Access can be a tricky situation for parents to manoeuvre, but it is often the children who suffer most in this fight. Rajan Chettiar explains how parents can help make access less of a trial for themselves and for their children.
Q: What is parental alienation and how it does occur?
A: Parental alienation arises when the mother deprives the father of access to the children by making negative statements about the father to the children, winning sympathy through allegations of loneliness when the children are with the father or by promising treats if the children stay with her and not have access to the father. The father may then respond by not returning the children to the mother on time or removing the children from the mother without notice to cause her emotional stress. Parents may think they’re hurting each other, but the actual victims in this situation are the children.
Q: How do warring parents affect their children’s wellbeing?
A: While the emotional hurt caused to either spouse in a divorce is understandable, it’s important to not cause the same hurt and damage to the children. Children who are forced to take sides can become guilty and even feel responsible for the breakdown of their parents’ relationship. The psychological and emotional damage inflicted can affect their studies and their growth. These children often grow up to become dysfunctional, unbalanced, and have problems in their future relationships or even become divorcees themselves.
Q: What can parents do to make access easier for all parties?
A: Mothers will need to put the children’s interest first by slowly letting go of her hurt and forgiving the father for what has happened. While the mother takes the time needed to heal, the father may still face access problems. He will need to wait patiently and give the mother the time she needs to come to terms with the divorce before granting him full access. If the children have genuine issues with the father, the mother should discuss it with the father or seek counselling for the children. In the meanwhile, the father can take baby steps to rebuild his relationship with the children by finding out the children’s interests and wishes, and maintain communication with gifts, cards, emails or text messages. The father needs to be patient, understanding and work at the children’s pace to make the relationship successful.
Q: But what happens if child access difficulties cannot be resolved?

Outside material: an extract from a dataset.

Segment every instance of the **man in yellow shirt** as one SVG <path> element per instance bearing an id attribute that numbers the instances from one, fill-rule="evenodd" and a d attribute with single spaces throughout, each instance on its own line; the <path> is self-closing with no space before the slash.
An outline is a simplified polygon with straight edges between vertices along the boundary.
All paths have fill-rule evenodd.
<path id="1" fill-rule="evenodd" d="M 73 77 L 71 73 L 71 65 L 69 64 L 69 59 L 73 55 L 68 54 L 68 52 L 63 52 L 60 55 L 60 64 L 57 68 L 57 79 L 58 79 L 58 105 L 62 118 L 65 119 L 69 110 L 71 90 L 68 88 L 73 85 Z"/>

A: If both parents have tried to resolve their issues and failed to do so, then it’s best to seek assistance from a counsellor and a mediator to help find a solution to the issues before going to Court. If this is not a viable option, then the father can file an application in Court for orders for access or enforce earlier access orders. Alternatively, he can apply for the Court to appoint a Child Representative to assist in the case. The Child Representative is not the children’s lawyer, but will com-municate with the children to find out their wishes regarding access. These findings will then be reported to the Court to help the Court make the relevant access orders. The Child Representative can also make recommendations to resolve the access problem or for a mental health professional to be appointed to assess the child.